La irrupción de ChatGPT en el escenario global ha desencadenado una ola de inteligencia artificial generativa en todo el mundo. Sin embargo, la preocupación por el riesgo potencial de fuga de datos personales también ha aumentado. Grandes empresas como Apple, Samsung e incluso el gigante financiero Goldman Sachs han comenzado a prohibir el uso de ChatGPT por parte de sus empleados. Sin embargo, en Taiwán todavía es posible utilizar la inteligencia artificial generativa para redactar documentos. El Gobierno aprobó esta semana una guía de uso para la inteligencia artificial generativa. Si se utiliza la inteligencia artificial generativa para redactar documentos, se debe realizar una divulgación adecuada y las personas encargadas de documentos confidenciales deben escribirlos personalmente, prohibiendo el uso de la inteligencia artificial generativa.
Hace tres meses, algunos concejales introdujeron la inteligencia artificial en el pleno del ayuntamiento de Kaohsiung. Ahora, incluso los documentos pueden ser redactados con la ayuda de la inteligencia artificial. A pesar de que la inteligencia artificial puede aumentar la eficiencia, la seguridad de la información no debe descuidarse. Una guía de uso del Gobierno presentada esta semana enfatiza especialmente que los documentos secretos nacionales y los documentos confidenciales en general deben ser escritos por las personas mismas, prohibiendo el uso de la inteligencia artificial generativa. Además, no se pueden proporcionar datos confidenciales y personales. Si se utiliza la inteligencia artificial, se debe realizar una divulgación adecuada y no se puede confiar plenamente en la información generada por la inteligencia artificial.
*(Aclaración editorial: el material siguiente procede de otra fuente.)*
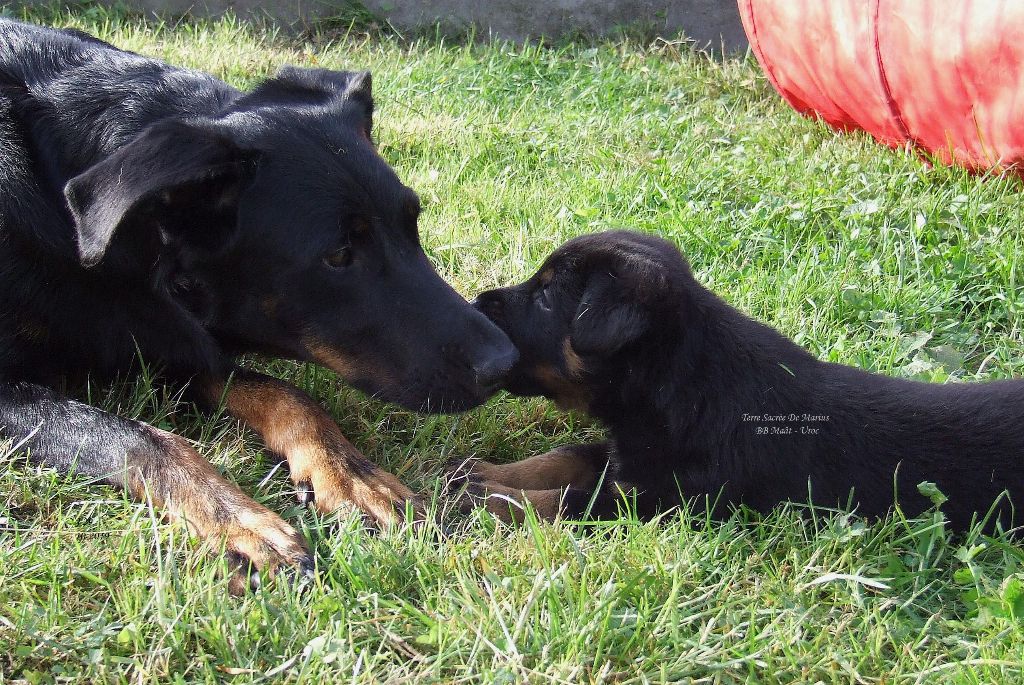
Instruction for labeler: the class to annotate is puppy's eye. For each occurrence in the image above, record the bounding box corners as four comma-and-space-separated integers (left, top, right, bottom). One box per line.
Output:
324, 245, 352, 268
534, 283, 551, 311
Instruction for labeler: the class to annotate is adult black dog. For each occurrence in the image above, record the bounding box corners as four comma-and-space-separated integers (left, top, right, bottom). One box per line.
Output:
463, 231, 1024, 527
0, 19, 516, 589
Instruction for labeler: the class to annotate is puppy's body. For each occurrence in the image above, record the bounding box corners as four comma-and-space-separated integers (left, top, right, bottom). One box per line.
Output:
466, 232, 1024, 527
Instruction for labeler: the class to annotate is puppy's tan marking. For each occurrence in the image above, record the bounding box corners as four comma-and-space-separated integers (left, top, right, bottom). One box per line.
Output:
469, 481, 562, 523
208, 372, 416, 525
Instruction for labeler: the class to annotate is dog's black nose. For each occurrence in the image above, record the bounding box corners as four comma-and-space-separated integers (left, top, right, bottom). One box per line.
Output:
473, 344, 519, 390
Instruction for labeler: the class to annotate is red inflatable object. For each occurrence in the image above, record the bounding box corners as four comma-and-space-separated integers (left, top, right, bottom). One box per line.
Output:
738, 0, 1024, 174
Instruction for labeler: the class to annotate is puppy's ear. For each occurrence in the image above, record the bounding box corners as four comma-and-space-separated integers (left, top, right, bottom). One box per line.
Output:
569, 272, 650, 356
569, 253, 668, 356
249, 66, 374, 138
65, 121, 256, 267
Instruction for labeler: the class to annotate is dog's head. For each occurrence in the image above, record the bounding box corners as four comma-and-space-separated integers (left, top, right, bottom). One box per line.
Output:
474, 231, 691, 411
65, 68, 516, 411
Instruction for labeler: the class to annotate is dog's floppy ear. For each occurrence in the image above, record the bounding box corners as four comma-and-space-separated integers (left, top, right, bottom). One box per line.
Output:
65, 121, 255, 267
569, 254, 667, 356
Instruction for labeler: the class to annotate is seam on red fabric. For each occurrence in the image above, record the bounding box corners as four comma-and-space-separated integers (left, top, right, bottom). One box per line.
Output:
871, 0, 921, 144
739, 0, 792, 100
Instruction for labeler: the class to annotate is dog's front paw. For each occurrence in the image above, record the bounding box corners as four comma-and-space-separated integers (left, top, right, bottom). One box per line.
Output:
296, 462, 427, 528
444, 457, 498, 489
223, 509, 313, 595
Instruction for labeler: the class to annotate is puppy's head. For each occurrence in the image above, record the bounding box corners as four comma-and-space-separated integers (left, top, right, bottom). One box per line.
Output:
474, 231, 691, 411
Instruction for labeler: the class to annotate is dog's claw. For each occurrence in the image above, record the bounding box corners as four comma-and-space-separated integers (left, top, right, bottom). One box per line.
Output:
444, 457, 480, 488
295, 480, 316, 507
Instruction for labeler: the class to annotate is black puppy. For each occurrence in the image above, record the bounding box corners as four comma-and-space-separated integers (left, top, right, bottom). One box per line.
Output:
467, 231, 1024, 527
0, 19, 516, 589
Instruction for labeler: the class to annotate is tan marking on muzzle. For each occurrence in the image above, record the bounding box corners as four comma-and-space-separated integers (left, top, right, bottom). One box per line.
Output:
469, 447, 598, 489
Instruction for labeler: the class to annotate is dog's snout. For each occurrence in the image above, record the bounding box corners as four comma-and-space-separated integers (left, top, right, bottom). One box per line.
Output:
473, 344, 519, 388
470, 290, 504, 319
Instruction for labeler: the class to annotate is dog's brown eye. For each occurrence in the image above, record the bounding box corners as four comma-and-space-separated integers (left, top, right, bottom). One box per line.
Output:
534, 283, 551, 310
324, 246, 352, 268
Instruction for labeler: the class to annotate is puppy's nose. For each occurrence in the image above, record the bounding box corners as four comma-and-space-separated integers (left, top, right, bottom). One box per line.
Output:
473, 344, 519, 390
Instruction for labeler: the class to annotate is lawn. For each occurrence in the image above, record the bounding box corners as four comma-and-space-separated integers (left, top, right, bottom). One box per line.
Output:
0, 8, 1024, 684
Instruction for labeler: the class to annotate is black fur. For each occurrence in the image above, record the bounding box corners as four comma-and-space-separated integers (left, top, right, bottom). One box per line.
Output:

La inteligencia artificial generativa ha generado atención a nivel mundial, pero a menudo la información que proporciona está llena de errores y aún no se ha ganado la confianza de los humanos. Más del 40 % de la población de Taiwán no cree que la información proporcionada por la inteligencia artificial sea más precisa que la proporcionada por las personas. El Yuan Ejecutivo ha presentado primero una guía para el uso de la inteligencia artificial y luego considerará si es necesario promulgar legislación para garantizar un control adecuado de los riesgos en medio de la ola de inteligencia artificial.